Self-study indicates University moving ‘on right path’ with room for growth



Greg Doyle

The University recently completed a self-study to reaffirm its accreditation from the Middle States Commission on Higher Education. The evaluation highlights the University’s noteworthy expansion in the last 10 years.

The self-study process began in 2008, when over 100 University administrators, faculty and students were asked to participate in the evaluation. Dean of Enrollment Management Steve Merritt, philosophy professor Sally Scholz and Executive Director of the Office of Planning and Institutional Research John Kelley served as the chairs of the self-study.

“The three of us were initially responsible for organizing the entire process,” Merritt said. “We had to understand what Middle States wanted from us and identify who could serve on the steering committees.”

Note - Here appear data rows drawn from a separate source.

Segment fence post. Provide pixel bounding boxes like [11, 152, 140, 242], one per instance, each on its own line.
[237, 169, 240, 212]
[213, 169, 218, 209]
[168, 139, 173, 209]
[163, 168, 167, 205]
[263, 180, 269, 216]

The three chairs were selected to spearhead the evaluation based on their previous involvements in University affairs, according to Scholz. Collectively, they have participated in a diverse list of departments, organizations and committees, making them appropriate leaders for the extensive self-study.

The Middle States evaluation is a comprehensive examination of how the University has changed since the last self-study occurred in 2000. The report combs through every department of the University and assesses its progress.

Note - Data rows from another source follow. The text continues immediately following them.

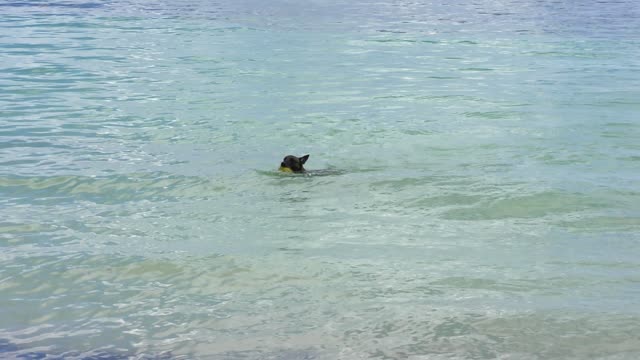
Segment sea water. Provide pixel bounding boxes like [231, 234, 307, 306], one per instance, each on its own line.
[0, 0, 640, 359]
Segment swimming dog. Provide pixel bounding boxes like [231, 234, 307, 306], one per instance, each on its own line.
[278, 155, 309, 173]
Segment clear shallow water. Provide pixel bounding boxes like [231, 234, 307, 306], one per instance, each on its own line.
[0, 1, 640, 359]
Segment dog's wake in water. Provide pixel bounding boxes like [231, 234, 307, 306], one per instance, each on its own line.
[258, 155, 344, 177]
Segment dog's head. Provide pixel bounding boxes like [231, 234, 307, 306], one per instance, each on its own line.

“If anything, I think the self-study shows that we are on the right path,” Scholz said. “Of course, there are ways to increase the speed to get to our goals, and that’s what Middle States helps us with.”

One of the main purposes of the Middle States self-study is to evaluate how closely the University abides by its mission statement, which is centered around the core values of unitas, veritas and caritas.

All universities have some form of objective that sounds nice on paper, but the self-study sets out to determine if the institutions actually commit to their statements and implement them to campus life. 

According to the self-study, the University has maintained its dedication to community service, particularly since Rev. Peter Donohue, O.S.A., was inaugurated as president in 2006 and the development of the Day of Service. 

Fifty-three percent of the Class of ’08 reported participating in some form of community service throughout his or her college career, versus only 42 percent of the Class of ’05, according to the self-study.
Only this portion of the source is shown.